# Shop 'Til You Drop



## Charles Helm (Oct 22, 2004)

I thought I would post some examples of pictures edited in Photoshop or similar programs - not editing to add the beer looter to the family Christmas picture but editing to remove unwanted elements or improve coloring, framing, or other parameters.

This one most of you have seen since it was my entry under the "Structure" contest. The original is from my old camera and has a low mega-pixel count but that is what I had to work with.

The original color picture:



The edited color picture:



Sepia tone:



These are some pictures I used to draw out some elements for a logo design attempt:





And the logo itself (not used):



[Continued in next post.]


----------



## Charles Helm (Oct 22, 2004)

*Continued*

[Continued from previous post.]

This is a picture of my older girls with a hog I shot while hunting with them - the before it a 35mm scan and the after is from my digital camera since I lost some shots in a hard drive crash and so not have the before in digital. Looks like the "after" shot could use some saturation adjustment, but I am not going to mess with it right now.

Before:



After:



I cleaned up the blood, edited out the corn, and generally tried to make it more appealing.

For this one I do not have a before shot but it is a rather poor editing attempt I did when my wife asked to be deleted form the picture:



This one is a landscape I took that I have never been able to really fix satisfactorily. I leveled the horizon but have not been satisfied with attempt to correct the color saturation.

Original:



Edit:



I know I have some others but I think that is enough of my efforts. I also know there are some of you that are far better than I am at editing. Any examples for us to see and from which to learn?

[Click pictures for larger versions.]


----------



## MsAddicted (Jan 25, 2005)

I dont know how yet to remove items from pictures like you did in the first series Charles. I know you know this stuff but for others that may be reading, by playing with a few pictures, I figured out how to make some simple changes that sure make my pictures look better. I dont have photoshop, I use irfanview for resize and rotate mostly...very simple and free. I use Jasc paint shop for changing colors and exposure.

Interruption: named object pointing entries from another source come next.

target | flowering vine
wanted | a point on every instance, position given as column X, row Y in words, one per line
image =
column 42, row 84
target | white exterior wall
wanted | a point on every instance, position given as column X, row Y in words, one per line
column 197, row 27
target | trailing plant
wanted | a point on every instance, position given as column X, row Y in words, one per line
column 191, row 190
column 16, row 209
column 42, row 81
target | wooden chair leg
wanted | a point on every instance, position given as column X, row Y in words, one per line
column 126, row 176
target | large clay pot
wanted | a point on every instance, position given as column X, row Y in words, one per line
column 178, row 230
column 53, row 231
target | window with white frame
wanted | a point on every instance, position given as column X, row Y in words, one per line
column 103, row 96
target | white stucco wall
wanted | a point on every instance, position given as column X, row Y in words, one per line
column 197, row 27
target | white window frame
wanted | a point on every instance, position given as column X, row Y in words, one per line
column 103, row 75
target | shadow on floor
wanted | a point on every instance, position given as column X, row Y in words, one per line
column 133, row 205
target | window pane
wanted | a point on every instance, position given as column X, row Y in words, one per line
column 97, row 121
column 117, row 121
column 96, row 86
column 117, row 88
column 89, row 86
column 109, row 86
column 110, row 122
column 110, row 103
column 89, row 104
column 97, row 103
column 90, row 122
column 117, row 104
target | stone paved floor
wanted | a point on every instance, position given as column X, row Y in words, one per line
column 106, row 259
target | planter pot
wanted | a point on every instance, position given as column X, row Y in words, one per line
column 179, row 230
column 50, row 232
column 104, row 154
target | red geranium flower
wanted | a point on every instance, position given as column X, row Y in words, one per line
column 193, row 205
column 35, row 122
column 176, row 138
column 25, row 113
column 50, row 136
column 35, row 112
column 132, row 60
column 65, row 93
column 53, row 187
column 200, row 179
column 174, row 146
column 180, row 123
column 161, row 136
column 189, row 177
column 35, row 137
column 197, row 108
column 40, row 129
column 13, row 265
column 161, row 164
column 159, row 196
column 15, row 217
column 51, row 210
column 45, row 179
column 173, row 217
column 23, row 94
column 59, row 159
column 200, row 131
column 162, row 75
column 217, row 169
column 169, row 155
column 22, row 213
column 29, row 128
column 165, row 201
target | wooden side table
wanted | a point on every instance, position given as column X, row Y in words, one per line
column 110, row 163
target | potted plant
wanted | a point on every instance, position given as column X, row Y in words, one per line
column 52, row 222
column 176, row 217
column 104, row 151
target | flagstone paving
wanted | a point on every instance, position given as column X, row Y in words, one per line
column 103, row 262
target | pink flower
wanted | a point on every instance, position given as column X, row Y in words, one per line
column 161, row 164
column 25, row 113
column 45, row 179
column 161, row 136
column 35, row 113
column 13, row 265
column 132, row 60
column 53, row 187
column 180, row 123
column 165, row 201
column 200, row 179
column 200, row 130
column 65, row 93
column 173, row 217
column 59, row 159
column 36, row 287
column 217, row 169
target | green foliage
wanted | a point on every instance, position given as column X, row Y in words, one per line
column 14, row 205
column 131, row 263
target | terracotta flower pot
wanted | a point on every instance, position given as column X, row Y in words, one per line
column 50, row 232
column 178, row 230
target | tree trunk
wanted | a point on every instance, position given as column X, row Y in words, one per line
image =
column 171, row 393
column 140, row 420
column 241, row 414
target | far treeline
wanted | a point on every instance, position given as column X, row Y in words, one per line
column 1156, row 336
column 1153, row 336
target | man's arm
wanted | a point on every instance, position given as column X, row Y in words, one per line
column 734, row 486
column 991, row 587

The changes I most often make are:
1) crop (just a simple crop can do amazing things!) 
2) rotate them to straighten the horizon 
3) enhance color by saturating, changing the flash exposure, or sometimes stretching 
4) sometimes I will sharpen or soften 
5) fix the red (or green) eye so often seen with pets and occasionally people

The cat picture involved many of the above tricks but what a world of difference. Did alot of work on the eyes but it payed off.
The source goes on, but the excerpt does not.